Greene Prairie was planted from 1943 to 1958–almost single-handedly–by Dr. Henry Greene a UW-Madison botany professor and expert on parasitic fungi.
Looking southeast we see a matrix of the grass prairie dropseed (Sporobolus heteropepis) and the baby rattle-shaped rattlesnake master (Eryngium yuccifolium). The large elephant ear leaves of prairie dock (Silphium terebinthinaceum) are in the lower right corner.
Although not in the Lake Wingra watershed, Greene Prairie is important for the quality of life of the broader Madison community. It is a social amenity, it provides critical wildlife habitat (think sandhill cranes and foxes) in an urban area, and it performs ecological services like infiltrating rainfall to the ground water.

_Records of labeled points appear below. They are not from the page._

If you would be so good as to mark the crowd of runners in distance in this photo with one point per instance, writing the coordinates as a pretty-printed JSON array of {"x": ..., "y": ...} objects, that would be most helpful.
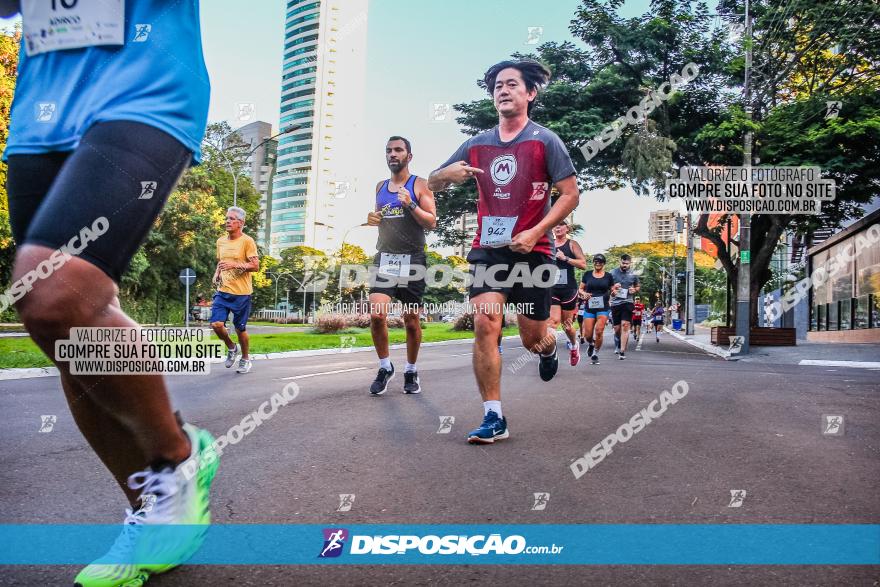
[{"x": 102, "y": 145}]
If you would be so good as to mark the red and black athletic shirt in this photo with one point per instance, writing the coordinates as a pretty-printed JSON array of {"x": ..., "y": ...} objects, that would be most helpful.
[{"x": 517, "y": 176}]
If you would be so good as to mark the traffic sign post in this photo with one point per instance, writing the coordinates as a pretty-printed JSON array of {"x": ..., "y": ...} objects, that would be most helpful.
[{"x": 187, "y": 278}]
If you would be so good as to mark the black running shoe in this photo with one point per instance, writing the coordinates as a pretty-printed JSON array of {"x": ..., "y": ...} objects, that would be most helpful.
[
  {"x": 411, "y": 382},
  {"x": 381, "y": 383},
  {"x": 547, "y": 366}
]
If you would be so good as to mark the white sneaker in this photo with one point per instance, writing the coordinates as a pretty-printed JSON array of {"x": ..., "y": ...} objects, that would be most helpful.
[
  {"x": 167, "y": 529},
  {"x": 232, "y": 355}
]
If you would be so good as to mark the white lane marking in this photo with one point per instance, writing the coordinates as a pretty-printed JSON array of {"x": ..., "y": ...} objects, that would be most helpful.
[
  {"x": 324, "y": 373},
  {"x": 853, "y": 364}
]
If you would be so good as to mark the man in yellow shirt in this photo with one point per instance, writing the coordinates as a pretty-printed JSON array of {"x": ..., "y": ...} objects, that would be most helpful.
[{"x": 237, "y": 257}]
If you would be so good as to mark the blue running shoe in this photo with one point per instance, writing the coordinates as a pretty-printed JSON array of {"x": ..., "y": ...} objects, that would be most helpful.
[{"x": 493, "y": 428}]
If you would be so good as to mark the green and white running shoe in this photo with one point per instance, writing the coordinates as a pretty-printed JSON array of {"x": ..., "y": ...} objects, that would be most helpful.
[{"x": 169, "y": 526}]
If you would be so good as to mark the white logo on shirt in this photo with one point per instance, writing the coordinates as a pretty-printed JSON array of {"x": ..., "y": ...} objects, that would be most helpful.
[
  {"x": 503, "y": 169},
  {"x": 539, "y": 190}
]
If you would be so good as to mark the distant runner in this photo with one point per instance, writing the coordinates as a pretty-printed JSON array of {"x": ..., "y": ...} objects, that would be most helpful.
[
  {"x": 404, "y": 210},
  {"x": 626, "y": 285},
  {"x": 564, "y": 297},
  {"x": 657, "y": 319},
  {"x": 595, "y": 289},
  {"x": 638, "y": 312}
]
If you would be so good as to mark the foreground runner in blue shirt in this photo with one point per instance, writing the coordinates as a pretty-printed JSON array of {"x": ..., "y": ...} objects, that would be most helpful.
[{"x": 106, "y": 117}]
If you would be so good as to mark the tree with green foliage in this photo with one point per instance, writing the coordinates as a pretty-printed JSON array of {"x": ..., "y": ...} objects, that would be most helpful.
[{"x": 9, "y": 43}]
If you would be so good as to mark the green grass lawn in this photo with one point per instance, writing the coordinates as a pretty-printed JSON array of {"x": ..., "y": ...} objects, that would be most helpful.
[{"x": 22, "y": 352}]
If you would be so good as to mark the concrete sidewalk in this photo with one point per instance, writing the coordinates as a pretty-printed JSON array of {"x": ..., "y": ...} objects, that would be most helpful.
[{"x": 805, "y": 353}]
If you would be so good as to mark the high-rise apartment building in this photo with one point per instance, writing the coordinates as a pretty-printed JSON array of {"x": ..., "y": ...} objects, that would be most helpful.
[
  {"x": 323, "y": 82},
  {"x": 261, "y": 168}
]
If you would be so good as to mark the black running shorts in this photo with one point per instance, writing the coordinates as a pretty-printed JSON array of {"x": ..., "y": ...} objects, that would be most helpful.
[
  {"x": 621, "y": 313},
  {"x": 121, "y": 171}
]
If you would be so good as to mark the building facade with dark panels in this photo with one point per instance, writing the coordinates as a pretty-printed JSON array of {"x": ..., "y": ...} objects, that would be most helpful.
[{"x": 846, "y": 306}]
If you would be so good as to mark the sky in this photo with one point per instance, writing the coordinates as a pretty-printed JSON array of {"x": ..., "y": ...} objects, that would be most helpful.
[{"x": 419, "y": 53}]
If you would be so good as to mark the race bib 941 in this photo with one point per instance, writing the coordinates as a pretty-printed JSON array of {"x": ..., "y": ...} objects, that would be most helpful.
[
  {"x": 54, "y": 25},
  {"x": 497, "y": 231},
  {"x": 396, "y": 265}
]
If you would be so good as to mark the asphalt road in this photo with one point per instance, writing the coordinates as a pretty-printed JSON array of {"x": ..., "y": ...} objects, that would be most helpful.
[{"x": 754, "y": 427}]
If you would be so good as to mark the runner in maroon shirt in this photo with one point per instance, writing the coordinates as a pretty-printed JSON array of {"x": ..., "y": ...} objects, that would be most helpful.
[{"x": 515, "y": 165}]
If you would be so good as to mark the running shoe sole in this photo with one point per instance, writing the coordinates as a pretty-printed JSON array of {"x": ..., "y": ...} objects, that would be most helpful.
[
  {"x": 384, "y": 389},
  {"x": 478, "y": 440}
]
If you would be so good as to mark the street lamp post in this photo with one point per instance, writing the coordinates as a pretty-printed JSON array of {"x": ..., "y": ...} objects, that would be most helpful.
[{"x": 277, "y": 277}]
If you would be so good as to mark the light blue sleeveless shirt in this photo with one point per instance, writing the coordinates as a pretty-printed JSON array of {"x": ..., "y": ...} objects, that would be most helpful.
[{"x": 157, "y": 77}]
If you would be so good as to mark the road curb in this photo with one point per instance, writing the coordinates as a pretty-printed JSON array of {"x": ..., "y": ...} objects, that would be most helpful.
[
  {"x": 706, "y": 348},
  {"x": 31, "y": 372},
  {"x": 28, "y": 373}
]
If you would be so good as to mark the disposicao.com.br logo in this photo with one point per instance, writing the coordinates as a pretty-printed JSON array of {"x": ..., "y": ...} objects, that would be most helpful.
[{"x": 430, "y": 544}]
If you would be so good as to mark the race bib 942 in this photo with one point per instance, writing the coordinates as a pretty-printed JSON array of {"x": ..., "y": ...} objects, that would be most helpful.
[
  {"x": 497, "y": 231},
  {"x": 54, "y": 25}
]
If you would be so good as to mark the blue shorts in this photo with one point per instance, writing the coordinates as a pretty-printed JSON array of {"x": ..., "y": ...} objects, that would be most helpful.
[
  {"x": 593, "y": 314},
  {"x": 224, "y": 303}
]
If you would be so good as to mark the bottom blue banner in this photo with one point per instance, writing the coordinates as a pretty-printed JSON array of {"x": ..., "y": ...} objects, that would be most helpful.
[{"x": 591, "y": 544}]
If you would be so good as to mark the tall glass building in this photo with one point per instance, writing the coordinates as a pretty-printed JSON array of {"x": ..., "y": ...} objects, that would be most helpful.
[{"x": 322, "y": 91}]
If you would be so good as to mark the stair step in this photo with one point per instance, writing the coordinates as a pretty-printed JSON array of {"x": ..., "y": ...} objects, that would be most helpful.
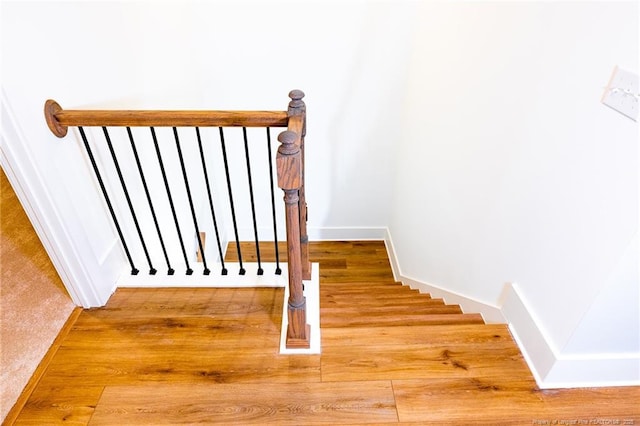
[
  {"x": 329, "y": 320},
  {"x": 416, "y": 335},
  {"x": 375, "y": 312},
  {"x": 349, "y": 300},
  {"x": 386, "y": 288}
]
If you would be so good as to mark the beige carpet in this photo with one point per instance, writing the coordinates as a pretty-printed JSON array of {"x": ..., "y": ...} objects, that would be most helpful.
[{"x": 33, "y": 301}]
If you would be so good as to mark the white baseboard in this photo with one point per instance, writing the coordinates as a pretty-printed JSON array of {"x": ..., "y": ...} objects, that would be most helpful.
[{"x": 553, "y": 370}]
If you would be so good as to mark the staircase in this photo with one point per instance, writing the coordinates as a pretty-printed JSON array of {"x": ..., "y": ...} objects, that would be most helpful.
[
  {"x": 380, "y": 301},
  {"x": 210, "y": 355},
  {"x": 386, "y": 304}
]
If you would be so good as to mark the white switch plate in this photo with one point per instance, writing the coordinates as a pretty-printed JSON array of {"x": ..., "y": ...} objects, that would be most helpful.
[{"x": 621, "y": 93}]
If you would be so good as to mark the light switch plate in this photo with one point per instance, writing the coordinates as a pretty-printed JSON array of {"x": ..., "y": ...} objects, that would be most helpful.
[{"x": 622, "y": 92}]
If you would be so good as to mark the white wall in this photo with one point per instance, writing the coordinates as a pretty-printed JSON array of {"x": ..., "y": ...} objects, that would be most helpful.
[
  {"x": 505, "y": 167},
  {"x": 348, "y": 57},
  {"x": 511, "y": 171}
]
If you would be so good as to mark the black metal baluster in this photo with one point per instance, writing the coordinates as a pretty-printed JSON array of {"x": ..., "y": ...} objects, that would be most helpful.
[
  {"x": 152, "y": 270},
  {"x": 146, "y": 190},
  {"x": 134, "y": 270},
  {"x": 273, "y": 202},
  {"x": 173, "y": 210},
  {"x": 253, "y": 205},
  {"x": 213, "y": 214},
  {"x": 193, "y": 211},
  {"x": 233, "y": 211}
]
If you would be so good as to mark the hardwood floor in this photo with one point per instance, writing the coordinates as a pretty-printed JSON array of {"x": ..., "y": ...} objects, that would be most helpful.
[{"x": 389, "y": 356}]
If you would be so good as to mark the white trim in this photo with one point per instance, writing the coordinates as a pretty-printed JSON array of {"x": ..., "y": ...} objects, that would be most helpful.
[
  {"x": 491, "y": 314},
  {"x": 346, "y": 233},
  {"x": 553, "y": 370},
  {"x": 312, "y": 296},
  {"x": 28, "y": 184}
]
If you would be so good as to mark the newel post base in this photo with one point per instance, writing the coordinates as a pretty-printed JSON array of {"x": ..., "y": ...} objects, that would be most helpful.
[{"x": 289, "y": 180}]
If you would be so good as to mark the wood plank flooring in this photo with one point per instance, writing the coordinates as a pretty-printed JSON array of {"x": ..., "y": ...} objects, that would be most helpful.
[{"x": 389, "y": 356}]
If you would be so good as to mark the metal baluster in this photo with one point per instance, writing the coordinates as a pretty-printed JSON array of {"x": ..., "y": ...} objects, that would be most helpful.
[
  {"x": 152, "y": 270},
  {"x": 233, "y": 212},
  {"x": 170, "y": 270},
  {"x": 273, "y": 202},
  {"x": 253, "y": 205},
  {"x": 213, "y": 214},
  {"x": 134, "y": 270},
  {"x": 173, "y": 210},
  {"x": 193, "y": 211}
]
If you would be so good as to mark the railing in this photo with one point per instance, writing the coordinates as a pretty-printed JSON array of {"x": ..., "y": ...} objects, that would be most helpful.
[{"x": 290, "y": 177}]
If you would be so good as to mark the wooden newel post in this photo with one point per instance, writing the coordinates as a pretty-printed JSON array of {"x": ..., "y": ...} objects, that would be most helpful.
[
  {"x": 289, "y": 164},
  {"x": 297, "y": 107}
]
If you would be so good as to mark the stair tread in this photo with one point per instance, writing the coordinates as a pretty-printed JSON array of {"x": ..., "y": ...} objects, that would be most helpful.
[
  {"x": 384, "y": 335},
  {"x": 378, "y": 300},
  {"x": 328, "y": 321},
  {"x": 395, "y": 309}
]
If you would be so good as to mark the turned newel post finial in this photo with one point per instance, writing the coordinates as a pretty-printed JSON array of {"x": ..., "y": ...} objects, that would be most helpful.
[
  {"x": 296, "y": 105},
  {"x": 288, "y": 143}
]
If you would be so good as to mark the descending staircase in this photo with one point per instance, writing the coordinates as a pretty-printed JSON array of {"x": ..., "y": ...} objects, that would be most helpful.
[
  {"x": 366, "y": 294},
  {"x": 389, "y": 356},
  {"x": 386, "y": 304}
]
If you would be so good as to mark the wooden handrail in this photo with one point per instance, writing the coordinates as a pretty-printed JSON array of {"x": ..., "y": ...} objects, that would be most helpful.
[
  {"x": 290, "y": 170},
  {"x": 59, "y": 119},
  {"x": 290, "y": 166}
]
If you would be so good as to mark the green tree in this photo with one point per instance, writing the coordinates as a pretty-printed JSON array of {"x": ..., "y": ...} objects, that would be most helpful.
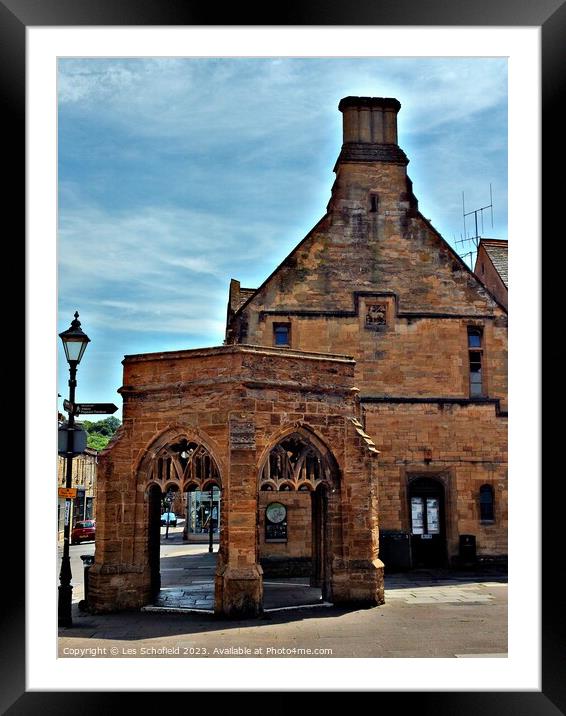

Dr. Greene created a masterpiece that has withstood the test of time (until recently) as the second oldest restoration in the world (Curtis Prairie is the earliest restoration dating from 1935), but today this elegant prairie is threatened by storm water runoff and the pest plant reed canary grass (Phalaris arundinacea). Reed canary grass since 1993 forms a near monoculture in the southern part of Greene Prairie. In 2007 reed canary grass occupied 9.8 acres of the 50 acre prairie (Wegener and Zedler, 2009.) The pest plant’s invasion and steady march across the prairie is driven by storm water runoff. To understand how and why storm water facilitates reed canary grass invasions, see the Zedler Lab Leaflet # 5.
The sustainable long-term solution is to direct storm water away from the Arboretum, not into it. Outdated and old-fashioned storm water management strategies and tactics that rely upon channels, ponds, concrete and riprap will not protect the treasured Greene Prairie.